Как использовать MapDataset в качестве входных данных для ImageDataGenerator?

Question

Как использовать MapDataset в качестве входных данных для ImageDataGenerator?

Я написал код, который получает изображения на входе и оценивает значения для 29 классов на выходе. код отлично работает без увеличения данных. Однако я не могу заставить его увеличивать изображения для обучения модели TensorFlow. Вот ошибка:

      TypeError: float() argument must be a string or a number, not 'MapDataset'

Ниже приведена функция, которая получает мои обучающие изображения и соответствующие им метки (массив из 29 столбцов).

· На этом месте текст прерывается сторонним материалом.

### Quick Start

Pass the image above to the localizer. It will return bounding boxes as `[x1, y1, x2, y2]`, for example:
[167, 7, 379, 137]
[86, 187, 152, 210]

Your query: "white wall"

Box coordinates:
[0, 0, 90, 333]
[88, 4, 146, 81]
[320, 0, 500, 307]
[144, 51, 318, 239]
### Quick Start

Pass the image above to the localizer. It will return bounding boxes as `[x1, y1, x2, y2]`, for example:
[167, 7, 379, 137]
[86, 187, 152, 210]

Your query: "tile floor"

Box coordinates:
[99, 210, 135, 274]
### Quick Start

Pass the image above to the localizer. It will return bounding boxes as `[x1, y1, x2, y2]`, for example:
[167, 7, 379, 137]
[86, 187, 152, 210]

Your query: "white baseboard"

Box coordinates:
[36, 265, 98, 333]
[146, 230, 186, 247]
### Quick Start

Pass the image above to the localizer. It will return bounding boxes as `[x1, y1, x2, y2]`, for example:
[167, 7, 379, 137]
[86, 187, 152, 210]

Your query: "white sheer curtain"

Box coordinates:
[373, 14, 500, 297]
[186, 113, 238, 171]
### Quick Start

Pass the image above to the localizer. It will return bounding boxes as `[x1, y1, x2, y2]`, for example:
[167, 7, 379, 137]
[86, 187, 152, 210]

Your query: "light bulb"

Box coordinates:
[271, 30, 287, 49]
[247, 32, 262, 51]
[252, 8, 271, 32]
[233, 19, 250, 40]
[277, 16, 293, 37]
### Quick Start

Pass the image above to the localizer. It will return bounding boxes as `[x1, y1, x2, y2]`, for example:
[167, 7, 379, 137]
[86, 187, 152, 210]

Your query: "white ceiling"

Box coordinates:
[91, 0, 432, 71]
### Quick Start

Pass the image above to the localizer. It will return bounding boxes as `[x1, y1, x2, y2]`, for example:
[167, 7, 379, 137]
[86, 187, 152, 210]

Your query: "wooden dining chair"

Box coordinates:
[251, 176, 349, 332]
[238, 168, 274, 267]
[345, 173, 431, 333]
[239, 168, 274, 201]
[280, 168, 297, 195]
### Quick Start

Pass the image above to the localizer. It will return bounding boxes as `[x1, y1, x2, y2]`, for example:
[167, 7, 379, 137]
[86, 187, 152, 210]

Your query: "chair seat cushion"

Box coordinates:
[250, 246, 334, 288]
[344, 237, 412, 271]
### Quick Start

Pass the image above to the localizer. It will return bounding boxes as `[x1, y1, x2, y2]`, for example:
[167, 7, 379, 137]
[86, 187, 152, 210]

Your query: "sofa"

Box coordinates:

Буду признателен за любые мысли / предложения, которые могут у вас возникнуть.

      def get_training_dataset(image_paths, label_map_paths):
'''
  Prepares shuffled batches of the training set.
  
  Args:
    image_paths (list of strings) -- paths to each image file in the train set
    label_map_paths (list of strings) -- paths to each label map in the train set

  Returns:
    tf Dataset containing the preprocessed train set
'''
  training_dataset = tf.data.Dataset.from_tensor_slices((image_paths, label_map_paths))
  training_dataset = training_dataset.map(map_filename_to_image_and_mask)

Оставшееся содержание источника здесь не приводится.